Publicado originalmente na Cinética em Maio de 2008.

Mundo-pixel

Na faixa comentada do DVD de Os Incríveis (2004), o diretor Brad Bird diz que uma de suas maiores ambições com seu filme era trabalhar elementos do cinema normalmente não buscados pelas produções em animação. Em vez de fazer uso do foco infinito e da elasticidade praticamente ilimitada do desenho, Bird construiu seu filme em cima de passagens de foco, compressões de eixo, limitações sensitométricas, e outros recursos que a ausência da câmera eliminava dos filmes em computação gráfica. Em Os Incríveis, as “limitações” de um suporte mais rígido eram absorvidas por uma criação em material não determinado por elas, reconhecendo que tais manobras de produção geram efeitos estéticos particulares hoje já carregados de sentido, e que emular esses efeitos seria uma maneira de, transversalmente, buscar esse mesmo resultado. De certa maneira, os irmãos Wachowski fazem, em Speed Racer, o caminho absolutamente inverso. Se os filmes anteriores da dupla ainda patinavam em um uso de computação gráfica bastante tradicional (embora, independente de críticas, seja impossível ignorar a monstruosa sombra que Matrix deixa sobre grande parte do cinema de gênero produzido desde seu lançamento), em Speed Racer, o mergulho nas possibilidades gráficas do CGI tem inegável clareza em sua intenção: realizar um filme de animação live action.

Se essa intenção não é, em si, nada nova – comum a filmes tão distintos quanto Uma Cilada Para Roger Rabbit e Sin City – ela dificilmente alcançou resultados tão expressivos. Essa força vem da não insistência em promover interação entre os dois registros, pensando a sobreposição dessas camadas como uma espécie de colagem visual. Embora as limitações da câmera de vídeo sejam ainda mais críticas do que as da película, Speed Racer as anula com um trabalho de sobreposição de planos. O resultado é um filme absolutamente chapado, sem profundidade de campo ou perspectiva, como se os planos fossem, de fato, recortes sobrepostos em uma folha de papel. Se essa busca pela extrema opacidade parecia, até hoje, exclusiva ao que costuma se chamar de cinema experimental (os filmes de Man Ray vêm à cabeça diversas vezes durante a projeção), os Wachowski parecem buscar, em Speed Racer, a equivalência entre o signo estritamente visual e a construção narrativa.

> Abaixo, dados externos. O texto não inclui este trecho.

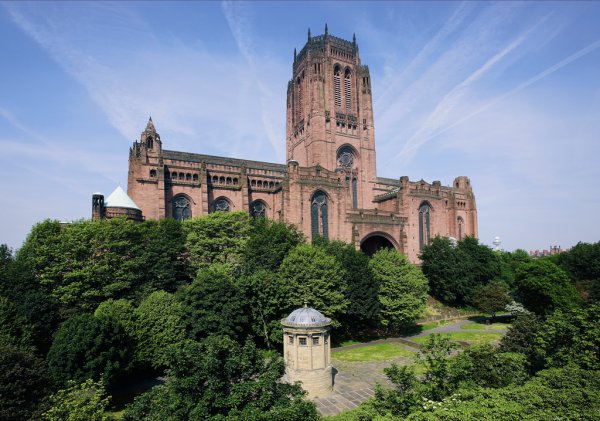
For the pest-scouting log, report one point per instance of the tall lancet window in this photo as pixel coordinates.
(424, 225)
(337, 95)
(347, 91)
(318, 215)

Temos um vapor de trama que é apenas o suficiente para ser identificável ao espectador, mas que funciona como pretexto para uma discussão sobre o estatuto da imagem no mundo contemporâneo de surpreendente complexidade. Saímos da busca por uma suposta fidelidade narrativa à fonte original (desejo que sentimos em Batman Begins, Sin City ou mesmo em Homem de Ferro), para o interesse pelas encruzilhadas estéticas entre os diferentes suportes – fazendo, com o anime, cruzamento parecido com o que Ang Lee faz com os quadrinhos em Hulk (2003). Esse parentesco voluntário com o anime acaba traçando, para Speed Racer, uma meta ainda mais ambiciosa: trata-se de um filme disposto a transitar por um volume considerável do imaginário audiovisual japonês pop contemporâneo. Em seus 135 minutos, Speed Racer vai do anime ao pinku (gênero marcado na erotização “rosa” da personagem de Christina Ricci), passando pelo cinema de artes marciais, o manga, e um ou outro flerte com o universo yakuza.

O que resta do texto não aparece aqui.